If you missed it, ironically, the first disposable nappy invented by Valerie Hunter Gordon, now 93, looks just like a modern reusable nappy.  It’s also wonderful to hear that the first single-use nappy, was very popular despite the fact that it didn’t contain SAPs (superabsorbent polymers). 

In fact surely gNappies are simply a more sophisticated version of the first disposable nappy?  They are modern nappies that have a waterproof reusable wrap that can be used with either a single-use insert that doesn’t contain SAPs or a reusable, washable insert. 

But does this item raise the issue of why disposables contain SAPs?  Why aren’t waterproof, reusable wraps with SAPless nappies more popular? 

One of the biggest barriers to the uptake of washable nappies is frequency of changing.  It’s not that washable nappies are not absorbent enough.  It’s that single-use nappies containing SAPs have established a new norm for infrequent nappy changes.  Changing your baby’s nappy has been made to seem like a chore rather than what it should be; quality time with your baby.  Remember the words of William Morris “The true secret of happiness lies in the taking a genuine interest in all the details of daily life.”  

Convenience can be bad for us.  Look at car dependency.  Gradually we’re becoming aware that we don’t all need to own a car.  It’s a huge expense and largely bad for us and not just our household budget.  Car culture not only contributes to obesity but it’s also bad for air quality.  We are ruining the air we need to breathe.

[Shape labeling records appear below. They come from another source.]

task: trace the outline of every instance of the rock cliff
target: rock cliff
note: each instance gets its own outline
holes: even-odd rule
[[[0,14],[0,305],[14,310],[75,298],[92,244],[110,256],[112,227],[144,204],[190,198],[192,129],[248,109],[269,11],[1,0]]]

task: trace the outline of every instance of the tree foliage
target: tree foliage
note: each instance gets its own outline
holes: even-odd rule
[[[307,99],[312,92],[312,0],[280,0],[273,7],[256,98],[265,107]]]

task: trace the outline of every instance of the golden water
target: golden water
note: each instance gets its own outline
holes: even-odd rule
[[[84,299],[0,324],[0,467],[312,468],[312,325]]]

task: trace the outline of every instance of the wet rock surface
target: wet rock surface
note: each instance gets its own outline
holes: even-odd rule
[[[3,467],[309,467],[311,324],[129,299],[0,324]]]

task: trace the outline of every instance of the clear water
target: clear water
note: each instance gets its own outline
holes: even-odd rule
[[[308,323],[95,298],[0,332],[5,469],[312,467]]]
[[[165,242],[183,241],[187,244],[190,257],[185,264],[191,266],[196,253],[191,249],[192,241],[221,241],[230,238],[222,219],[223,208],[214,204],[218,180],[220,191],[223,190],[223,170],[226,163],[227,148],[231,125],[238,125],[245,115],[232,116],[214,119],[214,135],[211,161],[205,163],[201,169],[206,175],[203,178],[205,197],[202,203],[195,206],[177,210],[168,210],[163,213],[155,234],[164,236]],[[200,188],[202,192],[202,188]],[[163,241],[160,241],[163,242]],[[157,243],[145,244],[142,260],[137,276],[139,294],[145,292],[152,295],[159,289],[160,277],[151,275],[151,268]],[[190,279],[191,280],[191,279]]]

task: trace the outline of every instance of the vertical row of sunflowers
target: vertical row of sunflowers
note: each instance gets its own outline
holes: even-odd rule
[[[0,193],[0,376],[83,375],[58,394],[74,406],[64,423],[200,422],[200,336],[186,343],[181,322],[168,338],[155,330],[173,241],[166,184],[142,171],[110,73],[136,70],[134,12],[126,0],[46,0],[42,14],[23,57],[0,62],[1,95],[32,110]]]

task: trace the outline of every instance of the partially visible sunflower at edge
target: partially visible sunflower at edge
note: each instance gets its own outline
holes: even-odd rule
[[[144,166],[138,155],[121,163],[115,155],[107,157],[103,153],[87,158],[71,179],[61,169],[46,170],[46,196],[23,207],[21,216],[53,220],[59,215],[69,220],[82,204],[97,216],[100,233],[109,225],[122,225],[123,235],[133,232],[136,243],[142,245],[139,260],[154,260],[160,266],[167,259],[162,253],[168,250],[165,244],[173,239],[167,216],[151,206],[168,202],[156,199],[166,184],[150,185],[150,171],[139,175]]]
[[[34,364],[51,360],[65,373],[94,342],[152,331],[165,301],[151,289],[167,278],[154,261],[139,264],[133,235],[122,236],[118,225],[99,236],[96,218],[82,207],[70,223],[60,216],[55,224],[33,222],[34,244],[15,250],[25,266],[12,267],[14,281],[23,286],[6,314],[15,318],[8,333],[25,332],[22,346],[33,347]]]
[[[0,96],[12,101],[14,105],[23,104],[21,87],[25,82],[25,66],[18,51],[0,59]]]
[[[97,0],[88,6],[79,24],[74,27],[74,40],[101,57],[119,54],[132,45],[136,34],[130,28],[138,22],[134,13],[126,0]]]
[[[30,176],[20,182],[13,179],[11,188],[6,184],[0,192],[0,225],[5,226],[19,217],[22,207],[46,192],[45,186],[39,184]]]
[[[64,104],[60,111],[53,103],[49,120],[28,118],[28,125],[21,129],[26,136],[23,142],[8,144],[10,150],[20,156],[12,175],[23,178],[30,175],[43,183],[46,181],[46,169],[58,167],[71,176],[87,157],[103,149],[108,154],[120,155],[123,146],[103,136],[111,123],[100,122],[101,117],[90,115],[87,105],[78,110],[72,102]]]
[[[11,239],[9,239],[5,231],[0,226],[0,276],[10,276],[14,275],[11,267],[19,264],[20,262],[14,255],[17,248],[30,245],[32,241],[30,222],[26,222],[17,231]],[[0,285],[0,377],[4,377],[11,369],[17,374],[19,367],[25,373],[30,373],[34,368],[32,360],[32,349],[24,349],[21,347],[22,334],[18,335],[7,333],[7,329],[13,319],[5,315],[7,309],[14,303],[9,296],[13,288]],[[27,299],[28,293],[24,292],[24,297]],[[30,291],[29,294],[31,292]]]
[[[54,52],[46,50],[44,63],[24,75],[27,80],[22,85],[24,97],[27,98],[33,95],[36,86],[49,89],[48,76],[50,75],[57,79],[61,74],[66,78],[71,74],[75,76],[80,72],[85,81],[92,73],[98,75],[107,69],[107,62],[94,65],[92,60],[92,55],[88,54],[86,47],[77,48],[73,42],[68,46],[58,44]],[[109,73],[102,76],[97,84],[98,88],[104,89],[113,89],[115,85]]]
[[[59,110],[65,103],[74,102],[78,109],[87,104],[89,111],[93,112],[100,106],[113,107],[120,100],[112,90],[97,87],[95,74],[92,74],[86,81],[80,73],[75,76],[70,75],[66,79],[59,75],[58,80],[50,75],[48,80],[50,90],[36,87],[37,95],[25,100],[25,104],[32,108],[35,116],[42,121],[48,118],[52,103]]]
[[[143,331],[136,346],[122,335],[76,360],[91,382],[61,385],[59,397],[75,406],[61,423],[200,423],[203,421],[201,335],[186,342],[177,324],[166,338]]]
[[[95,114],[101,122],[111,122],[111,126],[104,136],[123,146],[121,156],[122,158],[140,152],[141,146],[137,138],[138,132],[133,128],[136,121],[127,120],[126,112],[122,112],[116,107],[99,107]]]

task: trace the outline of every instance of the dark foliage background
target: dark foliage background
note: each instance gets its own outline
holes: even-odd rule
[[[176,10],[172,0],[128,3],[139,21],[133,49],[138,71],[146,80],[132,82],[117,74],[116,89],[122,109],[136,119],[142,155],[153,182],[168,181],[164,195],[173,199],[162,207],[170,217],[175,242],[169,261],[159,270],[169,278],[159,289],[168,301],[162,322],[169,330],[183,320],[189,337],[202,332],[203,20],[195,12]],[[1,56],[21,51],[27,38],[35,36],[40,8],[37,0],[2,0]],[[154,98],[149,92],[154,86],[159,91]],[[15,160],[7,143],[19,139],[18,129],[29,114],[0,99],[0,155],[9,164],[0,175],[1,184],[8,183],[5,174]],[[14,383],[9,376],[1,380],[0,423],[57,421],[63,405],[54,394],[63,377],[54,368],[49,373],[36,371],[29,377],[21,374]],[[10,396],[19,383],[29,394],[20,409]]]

Similarly single-use nappies containing SAPs have been bad in so many ways.  They have:

    1. established a norm of infrequent changing, reducing quality contact time between baby and carer
    2. spread a myth about children potty-training themselves magically when they reach the age of three and a half meaning children are spending longer and longer in nappies.  Before “disposables” became the norm children were frequently wearing pants during the day by the time they were two
    3. increased the cost to families of the nappy wearing stage
    4. increased the cost of the collection and disposal of nappy waste
    5. increased other environmental impacts associated with the manufacture, packaging and distribution of this single-use product 

    Can we really afford all these costs? Wouldn’t it be better if disposables just didn’t contain SAPs?

    It’s really only since we discovered the downsides of SAPs that demand for reusable nappies has grown.  People used to think disposable nappies were just paper and gradually decomposed in lanfill.  Now we not only know that they take hundreds of years to break down but there are other disadvantages too. What do you think?